Di tengah narasi yang berkembang, PBX Finder sebenarnya bukan alat intelijen khusus. Perangkat ini merupakan GPS tracker komersial yang banyak dijual di pasaran dan dipakai untuk kebutuhan umum.
Apa sebenarnya PBX Finder
PBX Finder adalah perangkat pelacak berbasis jaringan Apple Find My. Alat ini bekerja dengan Bluetooth dan memanfaatkan perangkat Apple di sekitarnya untuk memperkirakan lokasi objek secara real-time.
Bentuknya kecil, ringan, dan mudah disembunyikan di kendaraan, tas, atau barang pribadi lain. Karena itu, perangkat ini bisa terpasang tanpa disadari jika digunakan tanpa izin.
Fungsi yang umum digunakan
Secara umum, PBX Finder dipakai untuk melacak kunci atau dompet. Perangkat ini juga sering dimanfaatkan untuk mengamankan koper saat bepergian dan memantau kendaraan sewaan.
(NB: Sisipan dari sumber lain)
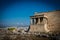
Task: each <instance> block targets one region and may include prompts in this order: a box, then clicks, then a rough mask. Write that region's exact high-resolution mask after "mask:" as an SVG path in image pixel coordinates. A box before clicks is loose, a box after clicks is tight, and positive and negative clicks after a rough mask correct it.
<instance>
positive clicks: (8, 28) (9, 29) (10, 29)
mask: <svg viewBox="0 0 60 40" xmlns="http://www.w3.org/2000/svg"><path fill="white" fill-rule="evenodd" d="M15 29H16V28H8V30H9V31H13V30H15Z"/></svg>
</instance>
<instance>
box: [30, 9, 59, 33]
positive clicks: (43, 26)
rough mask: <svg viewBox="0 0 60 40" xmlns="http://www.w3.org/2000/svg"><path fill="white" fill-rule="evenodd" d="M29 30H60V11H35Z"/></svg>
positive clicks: (32, 18) (47, 30)
mask: <svg viewBox="0 0 60 40" xmlns="http://www.w3.org/2000/svg"><path fill="white" fill-rule="evenodd" d="M30 21H31V22H30V30H29V32H34V33H35V32H60V11H59V10H57V11H51V12H42V13H40V12H35V14H34V16H30Z"/></svg>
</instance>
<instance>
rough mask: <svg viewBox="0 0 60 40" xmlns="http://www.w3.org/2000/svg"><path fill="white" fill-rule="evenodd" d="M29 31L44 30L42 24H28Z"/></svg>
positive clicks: (43, 28)
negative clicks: (29, 28)
mask: <svg viewBox="0 0 60 40" xmlns="http://www.w3.org/2000/svg"><path fill="white" fill-rule="evenodd" d="M30 31H31V32H44V31H45V30H44V25H42V24H41V25H30Z"/></svg>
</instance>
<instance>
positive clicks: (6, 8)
mask: <svg viewBox="0 0 60 40" xmlns="http://www.w3.org/2000/svg"><path fill="white" fill-rule="evenodd" d="M53 10H60V1H59V0H0V25H29V24H30V17H29V16H32V15H34V12H47V11H53Z"/></svg>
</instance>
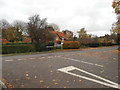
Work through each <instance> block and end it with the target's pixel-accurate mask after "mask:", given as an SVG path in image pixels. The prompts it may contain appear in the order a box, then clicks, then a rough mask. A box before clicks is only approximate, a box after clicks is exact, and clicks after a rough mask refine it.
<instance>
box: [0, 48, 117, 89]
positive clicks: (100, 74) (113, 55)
mask: <svg viewBox="0 0 120 90" xmlns="http://www.w3.org/2000/svg"><path fill="white" fill-rule="evenodd" d="M117 48H118V46H114V47H106V48H95V49H90V50H83V51H78V50H77V51H69V52H56V53H47V54H35V55H18V56H3V57H2V77H3V78H4V79H5V80H7V81H8V82H9V83H10V84H12V85H13V86H14V87H15V88H118V83H119V82H118V77H119V76H118V51H117Z"/></svg>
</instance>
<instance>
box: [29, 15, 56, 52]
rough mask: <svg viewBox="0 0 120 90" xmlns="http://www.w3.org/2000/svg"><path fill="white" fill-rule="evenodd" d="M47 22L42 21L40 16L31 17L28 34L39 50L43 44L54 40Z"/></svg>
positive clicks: (36, 47)
mask: <svg viewBox="0 0 120 90" xmlns="http://www.w3.org/2000/svg"><path fill="white" fill-rule="evenodd" d="M46 20H47V19H46V18H44V19H41V18H40V17H39V15H33V16H31V17H29V23H28V33H29V36H30V37H31V39H32V42H33V43H34V44H35V45H36V49H37V50H40V48H41V47H40V46H41V45H42V44H44V43H46V42H48V41H52V40H53V39H54V35H53V34H52V33H51V31H50V29H49V28H48V24H47V21H46Z"/></svg>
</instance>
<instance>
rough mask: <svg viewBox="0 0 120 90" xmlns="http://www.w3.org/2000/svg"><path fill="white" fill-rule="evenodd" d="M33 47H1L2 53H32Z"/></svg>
mask: <svg viewBox="0 0 120 90" xmlns="http://www.w3.org/2000/svg"><path fill="white" fill-rule="evenodd" d="M34 51H35V47H34V45H2V53H3V54H9V53H25V52H34Z"/></svg>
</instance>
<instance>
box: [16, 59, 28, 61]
mask: <svg viewBox="0 0 120 90" xmlns="http://www.w3.org/2000/svg"><path fill="white" fill-rule="evenodd" d="M17 60H18V61H22V60H26V59H17Z"/></svg>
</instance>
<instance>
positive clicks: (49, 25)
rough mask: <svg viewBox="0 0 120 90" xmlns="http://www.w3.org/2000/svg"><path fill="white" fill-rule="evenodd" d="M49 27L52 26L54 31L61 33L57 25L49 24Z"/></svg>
mask: <svg viewBox="0 0 120 90" xmlns="http://www.w3.org/2000/svg"><path fill="white" fill-rule="evenodd" d="M49 26H51V27H52V28H53V29H54V31H60V28H59V26H58V25H57V24H55V23H51V24H49Z"/></svg>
Kegunaan seperti ini membuatnya diposisikan sebagai gadget konsumen. Tidak ada regulasi ketat khusus yang melekat pada produk tersebut karena statusnya bukan alat pengawasan resmi.
Cara kerjanya di lapangan
PBX Finder tidak selalu memakai GPS langsung. Sistemnya mengandalkan jaringan perangkat Apple di sekitar lokasi untuk memperbarui posisi ke pemilik melalui cloud.
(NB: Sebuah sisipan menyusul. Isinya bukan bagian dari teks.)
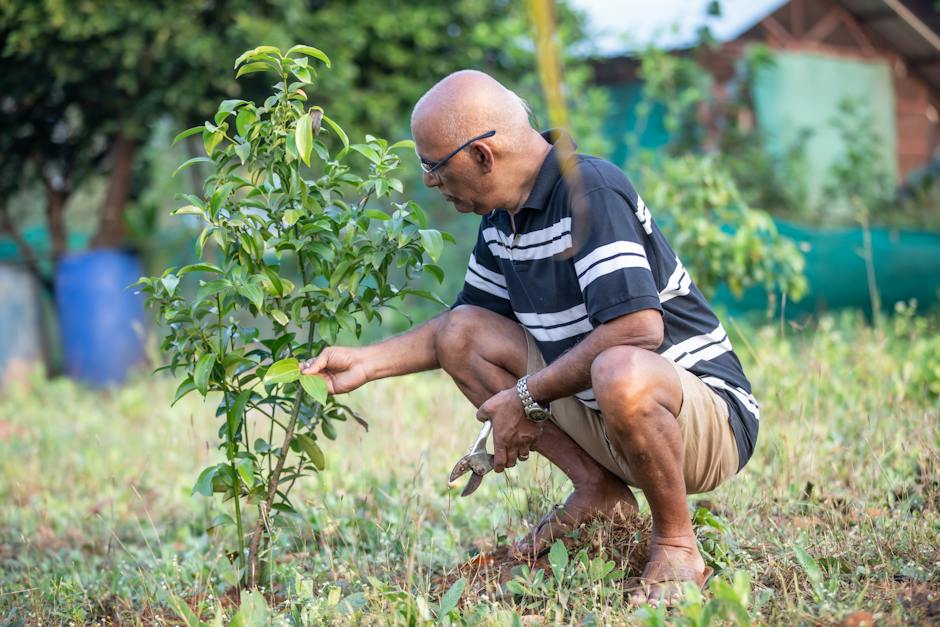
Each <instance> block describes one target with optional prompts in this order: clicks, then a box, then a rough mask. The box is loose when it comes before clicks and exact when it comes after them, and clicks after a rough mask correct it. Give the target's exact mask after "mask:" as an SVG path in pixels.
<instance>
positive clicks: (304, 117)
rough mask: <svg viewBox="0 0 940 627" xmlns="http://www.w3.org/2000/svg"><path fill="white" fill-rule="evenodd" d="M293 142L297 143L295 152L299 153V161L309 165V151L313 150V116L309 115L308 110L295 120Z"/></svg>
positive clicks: (309, 155) (310, 152) (309, 159)
mask: <svg viewBox="0 0 940 627" xmlns="http://www.w3.org/2000/svg"><path fill="white" fill-rule="evenodd" d="M294 142H295V143H296V144H297V152H298V153H299V154H300V159H301V161H303V162H304V164H305V165H307V166H309V165H310V153H311V152H313V118H311V117H310V112H307V113H305V114H304V115H302V116H301V117H300V119H299V120H298V121H297V128H296V130H295V131H294Z"/></svg>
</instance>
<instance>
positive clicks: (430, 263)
mask: <svg viewBox="0 0 940 627" xmlns="http://www.w3.org/2000/svg"><path fill="white" fill-rule="evenodd" d="M424 271H425V272H427V273H428V274H430V275H431V276H433V277H434V278H435V279H437V282H438V283H439V284H443V283H444V269H443V268H441V267H440V266H436V265H434V264H433V263H427V264H425V265H424Z"/></svg>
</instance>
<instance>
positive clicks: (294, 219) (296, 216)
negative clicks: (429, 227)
mask: <svg viewBox="0 0 940 627" xmlns="http://www.w3.org/2000/svg"><path fill="white" fill-rule="evenodd" d="M305 213H306V211H304V210H302V209H288V210H287V211H285V212H284V217H283V220H284V224H285V225H287V226H294V224H296V223H297V220H299V219H301V218H302V217H304V214H305Z"/></svg>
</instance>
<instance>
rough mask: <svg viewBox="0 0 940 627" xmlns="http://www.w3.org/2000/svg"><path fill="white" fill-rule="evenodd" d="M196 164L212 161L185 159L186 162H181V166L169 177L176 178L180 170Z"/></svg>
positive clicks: (209, 161)
mask: <svg viewBox="0 0 940 627" xmlns="http://www.w3.org/2000/svg"><path fill="white" fill-rule="evenodd" d="M196 163H212V159H210V158H209V157H193V158H192V159H187V160H186V161H184V162H183V164H182V165H180V167H178V168H176V169H175V170H173V174H171V176H176V174H177V173H178V172H179V171H180V170H185V169H186V168H188V167H189V166H191V165H193V164H196Z"/></svg>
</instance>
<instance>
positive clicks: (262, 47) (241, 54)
mask: <svg viewBox="0 0 940 627" xmlns="http://www.w3.org/2000/svg"><path fill="white" fill-rule="evenodd" d="M259 54H270V55H273V56H276V57H278V58H280V57H281V56H282V55H281V51H280V50H279V49H277V48H275V47H274V46H257V47H255V48H252V49H251V50H246V51H245V52H243V53H241V55H239V57H238V58H237V59H235V67H238V66H239V65H241V64H242V63H243V62H245V61H246V60H247V59H249V58H250V57H254V56H257V55H259Z"/></svg>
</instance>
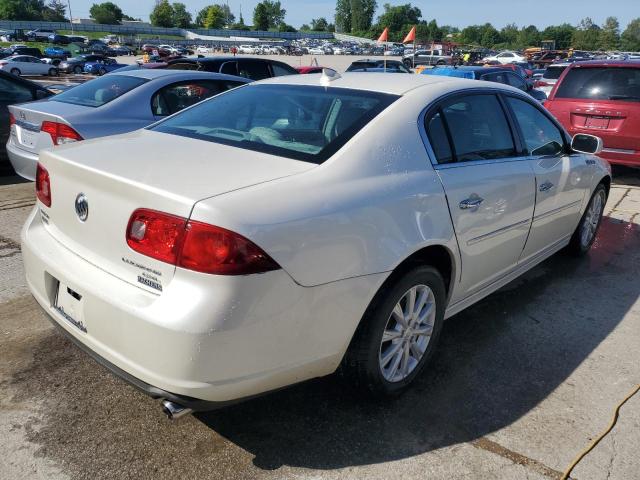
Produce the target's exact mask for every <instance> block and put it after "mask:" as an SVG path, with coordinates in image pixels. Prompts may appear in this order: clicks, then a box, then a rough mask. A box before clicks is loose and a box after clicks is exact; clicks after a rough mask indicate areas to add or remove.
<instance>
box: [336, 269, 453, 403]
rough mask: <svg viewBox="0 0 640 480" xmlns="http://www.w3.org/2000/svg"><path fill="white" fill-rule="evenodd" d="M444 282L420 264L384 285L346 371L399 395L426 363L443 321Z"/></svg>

Saat ada iPhone di dekat perangkat, lokasi akan ikut ter-update. Mekanisme ini membuat tracker tampak praktis, tetapi juga membuka peluang penyalahgunaan bila dipakai tanpa persetujuan.
Mengapa memicu kontroversi
Masalah muncul ketika perangkat seperti ini diduga dipakai untuk memantau seseorang tanpa izin. Pada titik itu, diskusi bergeser ke isu privasi digital, etika penggunaan tracker, dan potensi penyalahgunaan teknologi.
Perdebatan ini makin panas karena perangkat semacam PBX Finder mudah dibeli. Harganya berada di kisaran Rp200 ribu hingga Rp500 ribu dan tersedia di berbagai marketplace global maupun toko online lokal.
Cara mendeteksi dan mencegahnya
Bagi yang khawatir ada tracker tersembunyi di sekitar kendaraan, langkah dasar bisa dilakukan sejak awal. Notifikasi “unknown tracker” di smartphone dapat diaktifkan, lalu area mobil diperiksa secara fisik.
Pemeriksaan bisa difokuskan ke kolong jok, dashboard, dan bagasi. Aplikasi pemindai Bluetooth juga dapat digunakan, sementara Bluetooth sebaiknya dimatikan saat tidak dipakai.
Parkir di tempat aman dan terang juga menjadi langkah pencegahan sederhana. Meski begitu, tidak semua perangkat kecil adalah alat penyadap karena banyak yang memang legal untuk melacak barang pribadi.
Kasus ini memperlihatkan bagaimana teknologi pelacak semakin mudah diakses oleh publik. Di satu sisi, alat seperti PBX Finder membantu keamanan barang, tetapi di sisi lain bisa menimbulkan masalah serius ketika dipakai tanpa izin.